Leila et ses frères

Famille au bord de la crise de nerfs

Très attendu, Leila’s Brothers, troisième long-métrage du réalisateur iranien de 32 ans, Saeed Roustaee, a fait sensation au dernier festival de Cannes.

Saeed Roustaee est considéré comme un petit prodige en son pays : son premier long-métrage, Life and a Day (2016), avait reçu les neuf principaux prix du Festival International du Film de Fajr à Téhéran, le plus important festival iranien, ainsi que les prix majeurs de l’Annual Iranian Film Awards et de l’Annual Iranian Film Critics Award, plus divers prix dans des festivals internationaux. Son deuxième film, le très réussi La Loi de Téhéran avait été lui aussi remarqué, remportant le Grand Prix au Festival de Venise et le Prix de la Critique du Festival International du Film Policier Reims Polar, avant d’être nommé au César du Meilleur Film Étranger.

Leila’s Brothers (Leila et ses frères) raconte l’histoire d’une famille nombreuse de quatre frères au chômage et de leur sœur, tous adultes, vivant encore chez leurs parents, deux vieillards abîmés par le temps. La maison familiale est modeste, dépourvue de chambre individuelle pour se préserver de la promiscuité. La vie se résume pour eux à une forme de survie sociale et économique dans cette cellule étouffante et dans un pays au bord du gouffre, en complète récession. Le père Esmaïl rêve de la reconnaissance de sa communauté en devenant son nouveau parrain, la plus haute distinction de la tradition persane. À ce titre, il doit promettre la quasi-totalité de ses économies et la nouvelle vient brutalement contrecarrer le plan secret de Leila, qui envisage d’acheter une boutique pour lancer une affaire avec ses frères. Alors que trois d’entre eux n’ont pas vraiment d’avis tranché sur la question, Leila et Alireza s’opposent sur le fait d’abandonner leur projet d’ouvrir boutique et de restituer ou non l’argent volé à leur père…

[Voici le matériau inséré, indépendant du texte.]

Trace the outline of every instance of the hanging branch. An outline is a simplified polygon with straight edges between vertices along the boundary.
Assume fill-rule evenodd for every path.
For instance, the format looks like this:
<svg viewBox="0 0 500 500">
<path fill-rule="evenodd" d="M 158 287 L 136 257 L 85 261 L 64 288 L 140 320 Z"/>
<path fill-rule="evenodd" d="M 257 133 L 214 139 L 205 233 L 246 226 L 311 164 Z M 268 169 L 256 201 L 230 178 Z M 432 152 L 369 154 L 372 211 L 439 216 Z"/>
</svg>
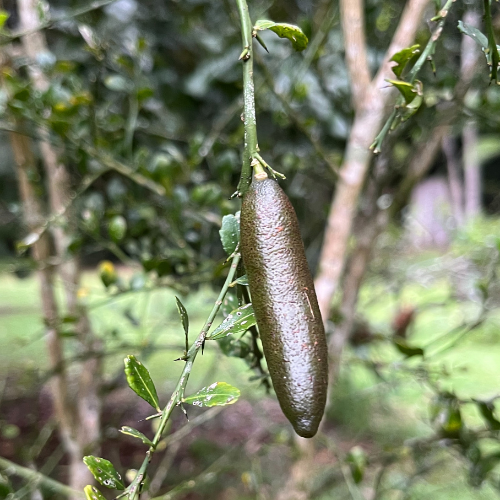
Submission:
<svg viewBox="0 0 500 500">
<path fill-rule="evenodd" d="M 255 87 L 253 83 L 252 22 L 246 0 L 237 0 L 241 19 L 241 38 L 243 51 L 239 59 L 243 61 L 243 123 L 245 126 L 245 148 L 238 196 L 243 196 L 252 181 L 252 157 L 258 152 L 257 120 L 255 117 Z"/>
<path fill-rule="evenodd" d="M 200 333 L 196 337 L 196 340 L 191 344 L 191 347 L 187 350 L 187 352 L 184 353 L 184 355 L 179 358 L 179 360 L 183 360 L 185 362 L 184 369 L 182 370 L 182 373 L 179 377 L 179 380 L 177 381 L 177 384 L 175 386 L 175 389 L 170 397 L 170 400 L 168 401 L 167 405 L 163 408 L 161 412 L 158 412 L 155 415 L 152 415 L 149 418 L 154 418 L 154 417 L 159 417 L 160 418 L 160 424 L 158 426 L 158 430 L 155 433 L 155 436 L 152 440 L 148 439 L 146 436 L 141 434 L 139 431 L 136 431 L 135 429 L 131 429 L 128 427 L 122 428 L 122 432 L 124 434 L 129 434 L 133 437 L 139 438 L 143 441 L 143 443 L 149 445 L 149 449 L 146 452 L 146 456 L 142 462 L 141 467 L 137 471 L 137 474 L 135 476 L 135 479 L 132 481 L 132 483 L 125 489 L 123 484 L 121 483 L 121 477 L 120 475 L 115 471 L 113 465 L 108 462 L 107 460 L 104 460 L 102 458 L 96 458 L 93 456 L 85 457 L 85 463 L 87 467 L 91 470 L 91 472 L 94 474 L 96 479 L 101 482 L 101 484 L 104 484 L 106 486 L 110 486 L 111 483 L 109 483 L 109 478 L 113 479 L 113 482 L 111 484 L 112 487 L 118 488 L 118 489 L 125 489 L 125 491 L 119 495 L 119 497 L 126 496 L 128 500 L 138 500 L 139 496 L 142 492 L 142 488 L 144 485 L 144 481 L 146 478 L 146 471 L 148 468 L 149 463 L 151 462 L 151 458 L 153 453 L 156 451 L 156 448 L 161 441 L 163 434 L 165 432 L 165 428 L 167 426 L 168 421 L 170 420 L 170 417 L 172 415 L 172 412 L 175 407 L 181 406 L 182 408 L 182 403 L 186 401 L 185 399 L 185 390 L 186 386 L 189 380 L 189 376 L 191 375 L 191 371 L 193 369 L 193 364 L 196 359 L 196 356 L 200 349 L 203 349 L 203 346 L 205 345 L 205 340 L 207 339 L 207 334 L 212 326 L 212 323 L 215 319 L 215 316 L 217 315 L 222 302 L 224 300 L 224 297 L 229 289 L 229 285 L 233 282 L 236 270 L 238 268 L 238 264 L 240 262 L 240 254 L 236 251 L 231 255 L 231 266 L 229 268 L 229 272 L 227 274 L 226 280 L 224 282 L 224 285 L 219 293 L 219 296 L 217 297 L 217 300 L 214 303 L 214 306 L 212 307 L 212 310 L 210 311 L 210 314 L 208 315 L 207 320 L 205 321 Z M 185 313 L 184 307 L 180 308 L 181 311 L 183 311 L 183 314 Z M 182 315 L 181 315 L 182 316 Z M 185 316 L 187 318 L 187 314 Z M 187 323 L 186 323 L 187 324 Z M 187 327 L 186 327 L 187 328 Z M 125 372 L 127 374 L 127 380 L 129 382 L 130 387 L 137 393 L 139 394 L 143 399 L 148 401 L 152 406 L 157 408 L 159 410 L 159 403 L 158 403 L 158 396 L 156 394 L 156 389 L 154 388 L 154 384 L 149 376 L 149 372 L 147 369 L 140 363 L 138 362 L 134 356 L 128 356 L 125 359 Z M 214 384 L 212 384 L 214 385 Z M 227 385 L 227 384 L 226 384 Z M 212 386 L 210 386 L 212 387 Z M 210 387 L 208 389 L 210 389 Z M 231 387 L 231 386 L 228 386 Z M 232 388 L 234 389 L 234 388 Z M 202 393 L 200 391 L 198 394 Z M 239 391 L 238 391 L 239 394 Z M 200 398 L 202 396 L 199 396 Z M 192 399 L 192 397 L 190 397 Z M 188 398 L 188 399 L 190 399 Z M 228 399 L 227 403 L 217 403 L 217 404 L 229 404 L 230 402 L 236 401 L 237 396 L 232 396 L 230 399 Z M 215 403 L 214 403 L 215 404 Z M 199 403 L 199 406 L 203 406 L 201 403 Z M 99 472 L 100 471 L 100 472 Z M 104 471 L 104 472 L 103 472 Z M 108 480 L 108 483 L 106 483 L 106 480 Z M 98 496 L 99 491 L 95 487 L 87 486 L 85 488 L 86 492 L 88 495 L 94 494 L 96 495 L 95 498 L 100 499 L 101 497 Z M 102 497 L 104 498 L 104 497 Z"/>
<path fill-rule="evenodd" d="M 432 54 L 434 54 L 434 51 L 436 50 L 436 44 L 439 40 L 439 37 L 441 36 L 441 33 L 443 32 L 446 16 L 448 15 L 448 11 L 450 10 L 451 5 L 454 3 L 454 1 L 455 0 L 447 0 L 444 7 L 439 11 L 438 15 L 431 19 L 431 21 L 439 21 L 439 22 L 434 31 L 432 32 L 431 37 L 429 38 L 429 41 L 425 46 L 425 49 L 420 54 L 420 57 L 417 59 L 417 62 L 415 63 L 411 71 L 408 73 L 407 81 L 409 84 L 415 83 L 417 75 L 422 69 L 422 66 L 425 64 L 426 61 L 428 61 L 431 58 Z M 402 96 L 400 96 L 396 103 L 396 106 L 394 106 L 394 109 L 392 110 L 391 115 L 389 116 L 384 126 L 382 127 L 382 130 L 379 132 L 377 137 L 375 137 L 373 144 L 370 146 L 370 149 L 372 149 L 375 154 L 380 153 L 380 150 L 382 148 L 382 143 L 384 142 L 385 137 L 387 136 L 389 131 L 392 130 L 393 127 L 395 126 L 396 119 L 398 118 L 398 115 L 400 113 L 400 108 L 404 105 L 404 103 L 405 99 Z"/>
</svg>

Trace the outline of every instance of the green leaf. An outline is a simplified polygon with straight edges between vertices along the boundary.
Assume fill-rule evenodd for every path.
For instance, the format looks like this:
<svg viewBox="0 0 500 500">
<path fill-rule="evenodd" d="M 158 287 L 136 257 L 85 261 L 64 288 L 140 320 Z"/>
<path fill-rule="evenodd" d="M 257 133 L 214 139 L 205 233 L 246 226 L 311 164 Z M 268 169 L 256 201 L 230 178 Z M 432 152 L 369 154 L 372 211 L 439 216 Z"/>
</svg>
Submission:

Copyright : Amirhossein Shojaei

La tragédie menace cette cellule familiale, dont les protagonistes sont à couteaux tirés malgré l’amour qui les lie. Au centre, le portrait de Leila fascine (Taraneh Alidoosti splendide). Cette femme de caractère est entourée d’une fratrie pour laquelle elle s’est sacrifiée, autant que pour ses parents, qu’elle assiste en permanence. Voilée, on pourrait la croire soumise, mais elle est en révolte. Son personnage met en évidence un contraste, un paradoxe même, entre l’image de tradition qu’elle dégage et sa modernité, son intelligence, sa clairvoyance. En vérité, c’est bien Leila qui tient à bout de bras, de l’intérieur, cette famille, et la dirige avec la prescience d’un sacrifice nécessaire pour sauver ses frères. Le spectateur découvre aussi sa dimension forte au travers du regard d’Alireza (Navid Mohammadzadeh, acteur fétiche et génial de Saeed Roustaee), dont les hésitations et les revirements sont les signes de ses tiraillements intérieurs. Plus que les autres, il perçoit ce monde contemporain et son système financier devenus fous, et souffre de l’angoisse qu’il ressent à défier son père, à s’émanciper des traditions. Il réalise la force, l’acuité et la célérité de sa sœur (des vérités difficiles à accepter pour un Iranien, venant d’une femme !). C’est l’une des nombreuses réussites de ce film, qui utilise les mots comme une arme. Servi par d’excellents acteurs au jeu naturel et percutant, circonscrits par le sens du cadre toujours précis, des dialogues fins et l’ampleur de la mise en scène (notamment dans une scène de mariage étonnante, presque à la De Palma) et globalement impressionnante de Saeed Roustaee, le film émeut profondément. À ce titre, l’épilogue de Leila’s Brothers (Leila et ses frères) restera l’un des moments les plus gracieux et marquants du dernier Festival de Cannes. Et du cinéma tout court.